Лаврушин смутился и чуть заметно покраснел, но, краснея, продолжал улыбаться, как бы говоря этим: «По-дружески же».

— Ну, а зашел ты вовремя, — перестав улыбаться, сказал он. — Старухи нет. — Старухой он называл свою мать, которая сегодня работала во вторую смену и должна была вернуться с фабрики только к двенадцати ночи. — Сам хозяйничаю, видишь. — Он кивнул головой в сторону стола, на котором уже стояла водка, две рюмки и были приготовлены десертные тарелки и вилки.

— Да, вижу. По какому поводу торжество?

— Как «по какому»? — пододвигая стул Егору и приглашая сесть, продолжал Лаврушин. — Во-первых, у меня гость, — он указал на Николая, — и, во-вторых, ты тоже гость, потому что, черт возьми, по месяцу мы с тобой не видимся, хоть и живем в одном городе.

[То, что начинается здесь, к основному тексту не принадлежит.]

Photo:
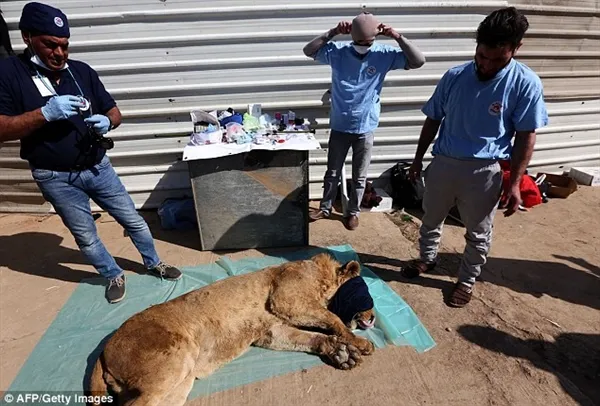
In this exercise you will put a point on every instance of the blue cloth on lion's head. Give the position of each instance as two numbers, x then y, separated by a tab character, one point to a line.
38	18
351	298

— Дела, — как бы оправдываясь, сказал Егор.

— Это просто хорошая отговорка, не больше. Ну, — он на минуту остановился, — а что в-третьих? В-третьих, будем считать, что это — маленькое новоселье. Вы, друзья, пока побудьте вдвоем, а я сейчас, моментом, — добавил он, — надо усилить стол, — и пошел на кухню.

Пока он был на кухне, споласкивал третью рюмку и вытирал ее полотенцем, пока открывал консервы и дополнительно нарезал хлеб, Егор и Николай сидели за столом друг против друга, не зная, что сказать, оба чувствуя неловкость оттого, что Лаврушин, едва познакомив их, оставил одних. Егор, хмурясь, осматривал комнату. Он как бы не замечал сидевшего напротив Николая. Но вместе с тем, как он видел уже знакомые ему светлый диван, светлый шифоньер и невысокую этажерку с книгами, все это было перевезено с прежней квартиры Лаврушина, — и мысленно отмечал ветхость лаврушинской мебели, белизну еще не обжитых и не запыленных стен новой квартиры, он все время чувствовал на себе взгляды Николая и сам начал незаметно рассматривать его. Видя его гладко зачесанные назад волосы, он говорил себе: «Конечно, учитель». Видя его спокойное и, как представлялось Егору, ничего не выражавшее лицо, он мысленно произносил: «Какую диссертацию ты можешь написать?» Он все еще был недоволен лаврушинской снисходительностью и похлопыванием и раздражение свое переносил на Николая.